A group of Google engineers and other workers on Monday announced that they have formed a union, creating a rare foothold for the labor movement in the tech industry.
About 225 employees at Google and its parent company, Alphabet, are the first members of the Alphabet Workers Union. They represent a fraction of Alphabet’s workforce, far short of the threshold needed to get formal recognition as a collective bargaining group in the US.
However, the new union, which is to be affiliated with the larger Communication Workers of America (CWA), said that it would serve as a “structure that ensures Google workers can actively push for real changes at the company.”
Photo: AP
Its members have said that they want more of a voice: not just on wages, benefits, and protections against discrimination and harassment, but also broader ethical questions about how Google pursues its business ventures.

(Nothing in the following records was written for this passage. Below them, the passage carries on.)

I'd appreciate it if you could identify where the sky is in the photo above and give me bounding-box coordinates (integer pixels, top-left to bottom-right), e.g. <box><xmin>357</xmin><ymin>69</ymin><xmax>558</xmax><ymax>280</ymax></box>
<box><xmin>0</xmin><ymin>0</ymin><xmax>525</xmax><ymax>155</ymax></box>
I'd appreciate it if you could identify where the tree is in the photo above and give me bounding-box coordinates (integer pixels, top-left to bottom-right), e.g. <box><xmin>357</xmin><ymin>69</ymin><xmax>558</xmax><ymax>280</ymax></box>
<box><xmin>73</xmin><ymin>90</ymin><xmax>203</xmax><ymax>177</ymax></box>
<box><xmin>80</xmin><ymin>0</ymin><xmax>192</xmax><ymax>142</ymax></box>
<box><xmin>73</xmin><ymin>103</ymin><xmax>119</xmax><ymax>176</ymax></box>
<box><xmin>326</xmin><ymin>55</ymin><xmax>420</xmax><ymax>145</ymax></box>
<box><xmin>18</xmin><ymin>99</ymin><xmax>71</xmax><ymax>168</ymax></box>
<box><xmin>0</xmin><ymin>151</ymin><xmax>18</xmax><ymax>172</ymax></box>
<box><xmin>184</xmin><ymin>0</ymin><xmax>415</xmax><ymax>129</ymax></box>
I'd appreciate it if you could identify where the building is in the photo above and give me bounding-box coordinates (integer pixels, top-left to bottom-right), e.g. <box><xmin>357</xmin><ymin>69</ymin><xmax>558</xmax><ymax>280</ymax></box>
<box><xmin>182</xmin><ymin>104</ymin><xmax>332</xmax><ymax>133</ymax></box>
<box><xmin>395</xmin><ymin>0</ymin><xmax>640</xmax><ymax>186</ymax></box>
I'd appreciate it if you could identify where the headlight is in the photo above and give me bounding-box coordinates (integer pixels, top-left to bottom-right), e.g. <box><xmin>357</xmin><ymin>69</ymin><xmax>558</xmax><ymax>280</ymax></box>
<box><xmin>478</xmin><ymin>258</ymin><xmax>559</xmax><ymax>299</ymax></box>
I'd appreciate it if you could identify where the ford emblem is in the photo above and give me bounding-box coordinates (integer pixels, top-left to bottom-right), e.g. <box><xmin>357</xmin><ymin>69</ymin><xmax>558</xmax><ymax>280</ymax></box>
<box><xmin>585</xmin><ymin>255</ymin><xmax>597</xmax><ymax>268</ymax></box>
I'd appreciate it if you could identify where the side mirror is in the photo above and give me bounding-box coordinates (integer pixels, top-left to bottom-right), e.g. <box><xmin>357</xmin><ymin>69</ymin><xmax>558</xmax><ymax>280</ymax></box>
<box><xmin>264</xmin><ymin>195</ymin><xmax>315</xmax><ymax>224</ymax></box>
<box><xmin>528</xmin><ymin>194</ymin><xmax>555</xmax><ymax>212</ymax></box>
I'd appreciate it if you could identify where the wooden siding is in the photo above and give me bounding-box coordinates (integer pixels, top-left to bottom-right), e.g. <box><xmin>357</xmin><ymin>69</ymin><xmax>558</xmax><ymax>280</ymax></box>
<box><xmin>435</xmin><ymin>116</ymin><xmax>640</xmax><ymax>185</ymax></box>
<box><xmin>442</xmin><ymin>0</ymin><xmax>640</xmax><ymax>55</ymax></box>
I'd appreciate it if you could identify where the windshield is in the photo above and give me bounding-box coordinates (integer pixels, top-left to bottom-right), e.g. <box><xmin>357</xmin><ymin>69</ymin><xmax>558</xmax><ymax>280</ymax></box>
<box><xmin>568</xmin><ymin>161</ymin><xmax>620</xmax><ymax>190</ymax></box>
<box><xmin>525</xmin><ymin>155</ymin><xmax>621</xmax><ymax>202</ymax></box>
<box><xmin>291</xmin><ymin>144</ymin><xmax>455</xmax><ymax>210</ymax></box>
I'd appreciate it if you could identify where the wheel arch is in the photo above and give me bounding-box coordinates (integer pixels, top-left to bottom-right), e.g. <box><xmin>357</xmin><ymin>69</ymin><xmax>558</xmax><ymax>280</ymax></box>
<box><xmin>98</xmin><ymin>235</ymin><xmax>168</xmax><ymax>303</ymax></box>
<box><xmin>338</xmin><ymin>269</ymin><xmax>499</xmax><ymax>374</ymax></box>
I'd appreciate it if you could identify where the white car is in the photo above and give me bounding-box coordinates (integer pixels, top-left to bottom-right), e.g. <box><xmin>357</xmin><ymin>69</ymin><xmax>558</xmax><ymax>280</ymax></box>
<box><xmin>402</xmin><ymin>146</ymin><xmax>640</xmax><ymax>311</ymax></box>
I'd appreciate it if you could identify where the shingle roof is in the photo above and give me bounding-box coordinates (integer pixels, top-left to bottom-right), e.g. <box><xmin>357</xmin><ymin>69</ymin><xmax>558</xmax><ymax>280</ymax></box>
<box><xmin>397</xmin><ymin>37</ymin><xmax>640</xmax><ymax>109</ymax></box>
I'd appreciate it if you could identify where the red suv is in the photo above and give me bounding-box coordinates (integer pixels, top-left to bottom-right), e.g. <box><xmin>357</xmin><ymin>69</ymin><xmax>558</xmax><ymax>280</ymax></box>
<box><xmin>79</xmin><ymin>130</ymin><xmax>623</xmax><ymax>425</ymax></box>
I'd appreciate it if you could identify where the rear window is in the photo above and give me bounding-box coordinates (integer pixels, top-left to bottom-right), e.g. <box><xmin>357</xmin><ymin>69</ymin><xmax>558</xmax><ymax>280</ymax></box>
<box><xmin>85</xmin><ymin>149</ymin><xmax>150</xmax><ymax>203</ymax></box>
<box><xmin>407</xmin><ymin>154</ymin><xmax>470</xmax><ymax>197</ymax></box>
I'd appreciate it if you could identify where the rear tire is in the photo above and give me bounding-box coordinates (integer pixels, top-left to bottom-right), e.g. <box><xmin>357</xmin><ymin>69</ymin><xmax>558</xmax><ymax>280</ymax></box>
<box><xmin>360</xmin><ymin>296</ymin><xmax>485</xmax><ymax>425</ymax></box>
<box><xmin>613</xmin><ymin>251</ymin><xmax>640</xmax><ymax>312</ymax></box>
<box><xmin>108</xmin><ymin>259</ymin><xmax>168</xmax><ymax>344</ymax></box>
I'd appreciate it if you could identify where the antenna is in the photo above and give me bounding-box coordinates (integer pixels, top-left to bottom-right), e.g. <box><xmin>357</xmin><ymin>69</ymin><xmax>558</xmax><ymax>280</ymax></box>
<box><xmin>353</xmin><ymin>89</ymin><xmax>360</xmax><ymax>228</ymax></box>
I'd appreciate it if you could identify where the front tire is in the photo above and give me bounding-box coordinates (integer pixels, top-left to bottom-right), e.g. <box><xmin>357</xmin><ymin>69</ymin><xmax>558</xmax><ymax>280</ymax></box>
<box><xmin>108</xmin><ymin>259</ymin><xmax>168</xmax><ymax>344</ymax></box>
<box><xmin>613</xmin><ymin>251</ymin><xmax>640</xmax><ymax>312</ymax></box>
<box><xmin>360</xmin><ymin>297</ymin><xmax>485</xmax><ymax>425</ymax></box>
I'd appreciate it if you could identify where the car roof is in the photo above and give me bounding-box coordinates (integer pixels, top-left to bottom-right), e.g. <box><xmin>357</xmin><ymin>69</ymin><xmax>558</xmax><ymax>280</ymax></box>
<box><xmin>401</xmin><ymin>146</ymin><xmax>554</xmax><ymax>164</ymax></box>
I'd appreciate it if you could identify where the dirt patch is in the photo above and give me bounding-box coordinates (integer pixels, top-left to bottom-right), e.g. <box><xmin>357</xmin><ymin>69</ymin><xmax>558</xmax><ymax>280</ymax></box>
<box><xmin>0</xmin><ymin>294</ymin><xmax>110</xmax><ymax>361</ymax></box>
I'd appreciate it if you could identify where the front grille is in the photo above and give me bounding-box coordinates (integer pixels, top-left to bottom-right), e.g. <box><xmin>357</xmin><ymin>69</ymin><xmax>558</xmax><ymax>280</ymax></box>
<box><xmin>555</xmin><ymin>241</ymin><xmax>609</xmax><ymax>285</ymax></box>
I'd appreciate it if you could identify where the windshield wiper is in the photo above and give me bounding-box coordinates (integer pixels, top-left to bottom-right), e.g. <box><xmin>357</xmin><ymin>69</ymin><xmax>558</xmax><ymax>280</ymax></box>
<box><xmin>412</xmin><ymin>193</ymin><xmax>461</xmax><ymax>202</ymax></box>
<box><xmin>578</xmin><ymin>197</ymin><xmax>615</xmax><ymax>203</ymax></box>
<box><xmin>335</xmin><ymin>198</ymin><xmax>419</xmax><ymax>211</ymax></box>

The unionization campaign is the latest signal from employees who do not believe that the company is living up to its professed ideals, as expressed in its original “Don’t be evil” slogan.
Google on Monday said that it has tried to create a supportive and rewarding workplace, but suggested that it would not be negotiating directly with the union.
“Of course our employees have protected labor rights that we support,” Google human resources director Kara Silverstein said in a statement. “But as we’ve always done, we’ll continue engaging directly with all our employees.”
Unionization campaigns have historically not been able to gain much traction among elite tech workers, who get hefty salaries and other perks such as free food and shuttle rides to work, but workplace activism at Google and other big tech firms has grown in recent years, as employees call for better handling of sexual harassment and discrimination, and avoiding harmful uses of the products that they are helping to build and sell.
Many employees began seeing the power of their workplace activism in 2018, when an internal outcry led Google to abandon its work supplying the Pentagon with artificial intelligence (AI) services for conflict zones.
Later in 2018, thousands of Google employees walked out to protest how the company handled sexual misconduct allegations against executives.
Google software engineer Chewy Shaw, who has been elected to the union’s executive council, said that they decided to form the group after seeing colleagues pushed out of their roles for their activism.
“We want to have a counterforce to protect workers who are speaking up,” Shaw said.
Last month, AI ethics researcher Timnit Gebru said that she was fired over a research paper that Google wanted to disassociate from.
A federal labor agency also filed a complaint accusing the company of spying on employees and then firing some of them during a 2019 effort to organize a union.
Google has denied the allegations in the case, which is scheduled for an April hearing.
The union’s first members include engineers, as well as sales associates, administrative assistants and workers who test self-driving vehicles at Alphabet automotive division Waymo.
“One of the reasons why it’s taken a while for workers to get to this point is because the leaders of these companies did a good job of convincing workers they were these benevolent folks who were going to provide for them,” CWA communications director Beth Allen said.
“That got them a long way,” Allen said, but workers have realized that they need “to come together and build power for themselves, and have a voice in what’s going on.”